New York City site, dedicated to the 1 million Irish who died during the Great Hunger, has become a favorite spot for social media influencer's photo sessions.

Social media influencers are being criticized for using the Irish Hunger Memorial, in Battery Park City, New York as a backdrop to personal photoshoots to promote everything from clothing lines to cosplay.

The Irish Hunger Memorial is a half-acre park at the southern tip of Manhattan dedicated to the one million people who died as a result of the Irish Famine (1845 - 1852). Social media influencers who are using the striking design of the monument as a backdrop to their photoshoots are being branded "disrespectful".

Storyful, on behalf of The Sunday Times, carried out an online analysis of photos taken at the site and found that influencers were using the memorial site as a backdrop frequently. 

Beneath the Irish Hunger Memorial.

Beneath the Irish Hunger Memorial.

It seems the tunnel beneath the raised plinth, wrapped with illuminated stripes of text, with limestone imported from County Kilkenny, is what attracts these influencers. These panels include a text history of the Great Hunger and contemporary reports on world hunger.

For example, in one Instagram post, a model in lingerie stands between these panels. The caption for the post reads "Thinking about a shack burger, bacon cheese fries and a cookies’n’cream shake."

Taken inside the Irish Hunger Memorial (via instagram.com/shari_tata_)

Taken inside the Irish Hunger Memorial (via instagram.com/shari_tata_)

Adrian Flannelly, a well-known radio broadcaster from County Mayo and the Irish cultural liaison officer for the Irish Hunger Memorial, urged visitors to the site consider the history of the memorial. He conceded that the memorial is a “great photo backdrop for anybody”. 

Speaking to the Times he said most visitors are respectful but there are the odd few who are not. He said "You have those who basically just don’t care to have any affiliation or association [with the memorial]... They don’t know the significance of it.”

He said using the Irish Hunger Memorial for any kind of risque photographs as "totally disgusting".

“Not only is it disrespectful, but they should be thrown out. They wouldn’t do that in the cathedral or their own church or mosque or whatever. If they’re not going to do it in Macy’s window, then why do it there?" said Flannelly. 

Read more: Why the real story of Ireland's Great Hunger is not taught in US schools

A spokesman for the Irish Hunger Memorial did not comment on the disrespect shown at the site but told the Times "The Irish Hunger Memorial is an award-winning public space, with a design that expresses a desire to react and respond to changing world events without losing its focus on the project’s commemorative intent.

“As with all our public space, we ask visitors to be respectful of others and the grounds themselves — no littering, no trampling on planted areas — so that it may be enjoyed by all.”

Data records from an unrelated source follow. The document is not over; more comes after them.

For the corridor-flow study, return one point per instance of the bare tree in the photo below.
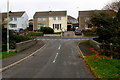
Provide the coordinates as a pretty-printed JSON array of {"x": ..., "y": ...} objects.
[{"x": 113, "y": 6}]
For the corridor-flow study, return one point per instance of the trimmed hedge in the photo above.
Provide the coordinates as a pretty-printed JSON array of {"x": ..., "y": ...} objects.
[
  {"x": 47, "y": 30},
  {"x": 14, "y": 38},
  {"x": 35, "y": 34}
]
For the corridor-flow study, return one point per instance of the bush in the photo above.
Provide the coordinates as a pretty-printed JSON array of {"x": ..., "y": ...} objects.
[
  {"x": 4, "y": 47},
  {"x": 35, "y": 34},
  {"x": 57, "y": 33},
  {"x": 89, "y": 33},
  {"x": 13, "y": 39},
  {"x": 47, "y": 30}
]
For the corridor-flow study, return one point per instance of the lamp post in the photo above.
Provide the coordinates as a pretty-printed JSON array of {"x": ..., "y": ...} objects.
[{"x": 8, "y": 26}]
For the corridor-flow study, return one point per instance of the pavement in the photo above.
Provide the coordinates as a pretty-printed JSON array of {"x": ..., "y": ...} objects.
[
  {"x": 85, "y": 48},
  {"x": 23, "y": 54},
  {"x": 58, "y": 59}
]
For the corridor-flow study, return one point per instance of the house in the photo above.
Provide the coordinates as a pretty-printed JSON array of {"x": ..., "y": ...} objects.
[
  {"x": 71, "y": 22},
  {"x": 57, "y": 20},
  {"x": 16, "y": 20},
  {"x": 30, "y": 28},
  {"x": 84, "y": 17}
]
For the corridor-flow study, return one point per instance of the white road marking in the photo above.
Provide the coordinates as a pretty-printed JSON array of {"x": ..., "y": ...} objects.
[
  {"x": 55, "y": 58},
  {"x": 59, "y": 47}
]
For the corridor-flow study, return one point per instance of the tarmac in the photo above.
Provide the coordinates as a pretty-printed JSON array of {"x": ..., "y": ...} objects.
[{"x": 21, "y": 55}]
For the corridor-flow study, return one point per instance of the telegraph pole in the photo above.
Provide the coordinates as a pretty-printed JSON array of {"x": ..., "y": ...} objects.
[{"x": 8, "y": 26}]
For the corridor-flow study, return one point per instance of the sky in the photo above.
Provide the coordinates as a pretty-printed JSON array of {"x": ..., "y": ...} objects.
[{"x": 72, "y": 6}]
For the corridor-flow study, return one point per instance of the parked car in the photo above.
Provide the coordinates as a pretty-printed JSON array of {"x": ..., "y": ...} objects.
[{"x": 78, "y": 31}]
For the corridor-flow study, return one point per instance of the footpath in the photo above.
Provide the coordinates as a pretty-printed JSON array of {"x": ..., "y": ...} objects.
[
  {"x": 85, "y": 47},
  {"x": 23, "y": 54}
]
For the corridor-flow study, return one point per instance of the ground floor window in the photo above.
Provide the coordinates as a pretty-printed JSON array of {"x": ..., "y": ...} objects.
[
  {"x": 41, "y": 25},
  {"x": 13, "y": 25},
  {"x": 57, "y": 26}
]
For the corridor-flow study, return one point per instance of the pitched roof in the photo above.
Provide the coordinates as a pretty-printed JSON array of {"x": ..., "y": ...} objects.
[
  {"x": 89, "y": 12},
  {"x": 70, "y": 17},
  {"x": 13, "y": 14},
  {"x": 50, "y": 13}
]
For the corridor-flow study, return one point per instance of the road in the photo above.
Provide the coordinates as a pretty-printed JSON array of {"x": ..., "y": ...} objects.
[{"x": 58, "y": 59}]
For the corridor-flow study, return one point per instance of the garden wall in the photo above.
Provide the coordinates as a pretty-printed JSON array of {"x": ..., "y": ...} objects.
[
  {"x": 24, "y": 45},
  {"x": 95, "y": 44}
]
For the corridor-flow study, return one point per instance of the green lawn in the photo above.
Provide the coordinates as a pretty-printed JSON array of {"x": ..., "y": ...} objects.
[
  {"x": 104, "y": 68},
  {"x": 5, "y": 54}
]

Sadly this is not the first event in recent times that has brought to light disrespect shown by the public, in general, on social media. In 2019, the Auschwitz Museum was forced to tweet to the public pleading for visitors to stop posing for smiling selfies on the railway tracks. Over 1.1 million people were murdered at Auschwitz concentrations camp during World War II. 

They wrote "When you come to @AuschwitzMuseum remember you are at the site where over 1 million people were killed. Respect their memory. There are better places to learn how to walk on a balance beam than the site which symbolizes deportation of hundreds of thousands to their deaths."

Similarly in March 2019, following the release of the smash-hit docu-drama Chernobyl from HBO the exclusion zone in Ukraine was awash with influencers taking selfies and some having half-naked photoshoots in the abandoned area. It's estimated that up to 200k people were killed by the nuclear disaster at the site in 1986.